Кончив чай, Важенин и Секрет переглянулись между собой.

— Теперь самая пора… — проговорил Секрет, поднимаясь с земши, — залобуем дичины, Евстрат Семеныч, уж я тебе говорю. Она тоже время знает…

— Да какая в полдень дичь? — удивился я.

— А мы найдем, вашескородие… — ухмылялся Секрет. — Вы в город к вечеру али здесь заночуете?

— Нет, в город… Вот только жар спадет — и отправлюсь.

Обвесив себя лядунками и взяв ружья, Важенин и Секрет отправились на охоту, а я из-под березок, где начало сильно припекать солнце, перешел к самой избушке и улегся в тени. Власьевна обещала приготовить обед и накормить Бекаса. Около избушки на завалинке играли ребятишки Секрета, но в моем присутствии заметно стеснялись и все больше смотрели на собаку.

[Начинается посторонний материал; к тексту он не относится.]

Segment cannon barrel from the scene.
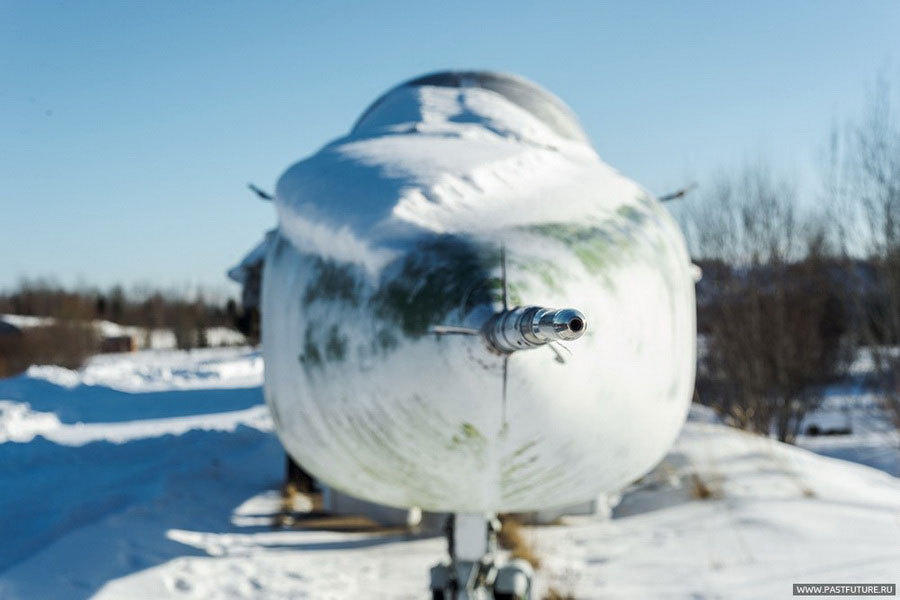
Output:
[482,306,587,353]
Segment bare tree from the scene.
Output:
[685,166,846,441]
[849,79,900,426]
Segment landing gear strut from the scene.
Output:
[431,514,534,600]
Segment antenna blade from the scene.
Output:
[500,244,509,310]
[502,354,509,431]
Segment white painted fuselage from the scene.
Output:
[262,74,696,512]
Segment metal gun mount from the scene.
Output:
[481,306,587,354]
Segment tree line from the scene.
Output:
[678,82,900,441]
[0,279,258,376]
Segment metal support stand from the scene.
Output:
[431,514,534,600]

Зной все увеличивался, так что становилось тяжело дышать, и я невольно пожалел Власьевну, которая должна была жариться у жарко натопленной печи. Это была бойкая городская мещанка, худая, как щепка, обладавшая способностью вечно быть не в духе; она походя тузила ребятишек и жаловалась встречному и поперечному на свою горе-горькую участь, то есть на своего мужа, который только и знал, что жрать водку и т. д. Громыхая теперь ухватами, Власьевна несколько раз принималась причитать самым отчаянным образом, как причитают по покойнике. До меня без всякой логической связи доносились слова: «погубитель», «наплодил ребятишек, а сам только водку жрет», «ужо вот я тебе покажу, бесстыжие твои шары», «пропасти нет на вас, окаянных», «утямились»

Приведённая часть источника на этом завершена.